Monday, 29 October 2012

Nothing more, nothing less, only love

I usually try and formulate what I want to say before putting a post together so I can come across all eloquent and intellectual but I'm going with a more stream of consciousness effect for this one because I've got lots to say and no really sensible way of tying the different threads together.

Firstly I had an endoscopy last week to replace the tube that goes into my stomach, through which I pump liquid food to keep me at my pleasantly plump (and healthy looking apparently) current weight. There really is no fun way of having an endoscope stuck down your throat to remove the old one by physically hauling it back up and out and the general misery of it is compounded when the sedation they give you hasn't really worked. It was a shite way to spend an afternoon and all the coffee and biscuits in the world didn't make up for it. I don't know if it really is linked to such a relatively minor procedure but I felt rubbish for the whole rest of the week. Anyway the replacement one is in and this time it is only held in place with a water filled balloon rather than the mushroom fitting of the old one. This actually means a bit more maintenance as you need to replace the water in the balloon weekly, for which I apparently need the help of the district nurse. She is coming tomorrow to show me how to do it and we've already agreed that if she's satisfied that I know what I'm doing she'll just supply me with the equipment and let me look after it myself rather than have her come every week for such an easy job. After all I looked after my Hickman lines perfectly well back when I had each one of them popping out my chest and that required a sterile environment and all manner of paraphernalia. Anyway, if all else fails I've got two sisters who are nurses and I'd rather use their time than a district nurse who probably has dozens of patients a day to see.

Secondly I feel I need to address something and this is the thing I'm really struggling to put into words. Today I was reading about a post lung transplant patient who is having complications and needs to have a biopsy done to test for lymphoma and it brought into sharp focus for me a bit of an issue I have. I worry almost incessantly about what life is going to be like post transplant for me. I do this because I've done it once before and know full well that the treatments doled out by the medical profession often come with horrific side effects. After all my current predicament of needing new lungs is a direct result of the treatments I had to cure me of Leukaemia. I have no idea what fresh horrors life post transplant could bring my way, I only know that I at least want to see what life has to offer me. In talking briefly to this other patient today I told her that it's ok for her to be scared and to let her friends know that because, and here's the crux of what bothers me really, I think that friends, with the greatest will in the world, mostly think that after a transplant you're past the worst and will keep getting better. Whenever some problem arises they are so used to us patients being brave or strong or whatever other adjective they want to throw about that they don't always see that we're just as terrified as they are, and that is our own damn stupid fault because we don't bloody tell them.

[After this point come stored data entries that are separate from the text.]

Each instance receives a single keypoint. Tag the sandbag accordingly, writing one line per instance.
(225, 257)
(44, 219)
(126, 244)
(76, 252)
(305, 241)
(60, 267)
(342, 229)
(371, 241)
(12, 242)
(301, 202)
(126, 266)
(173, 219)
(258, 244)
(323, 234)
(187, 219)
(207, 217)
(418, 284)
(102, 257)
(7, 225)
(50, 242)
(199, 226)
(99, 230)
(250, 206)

I have a few friends who think through all the consequences of what my post transplant life will be like and I'm very lucky to have them to talk to about these sort of things, but for every one of them there's at least five who don't really understand that my life post transplant is going to be a never ending drive to avoid infection because my immune system will be compromised. Even under the best scenario it'll also have a periodic round of bronchoscopies (tube up the nose and down into the lungs - a true joy) and biopsies for the rest of my natural life. I know normal is a figment of my imagination but my life is going to be so complicated for so many different reasons that I'm not sure that even I can comprehend it fully. So how can I expect other people to? The answer really is that most of the time I don't, but when I see someone clearly struggling with their lot in life and people are offering little other than bland platitudes about how they'll be fine because 'they're a fighter' or that 'you've beaten worse than this before' I reserve the right to get hacked off on their behalf because words like that don't help. Not really. Sometimes when you're crying through fear you don't need someone telling you it's going to be all right, you need someone to tell you they know that the situation is shite but that they'll hold you as you cry.

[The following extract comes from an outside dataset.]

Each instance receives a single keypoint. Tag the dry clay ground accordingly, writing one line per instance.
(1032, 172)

On a slightly lighter note, while I've never been a great James Bond fan, like most young boys I watched all the films and, being as obtuse as I sometimes am, I always loved the one that is generally regarded as most lowly of them, On Her Majesty's Secret Service. Yes, George Lazenby was rubbish but unlike most of the other films there was a somewhat coherent plot, a wonderful score and an ending that beats all the other films hands down. It ends with the Louis Armstrong song We Have All The Time in The World and I have made a promise to myself that post transplant I'm going to find a kareoke bar and sing that most appropriate of songs. I'll cry my eyes out when singing it and no doubt will take a few people with me but I want to do it.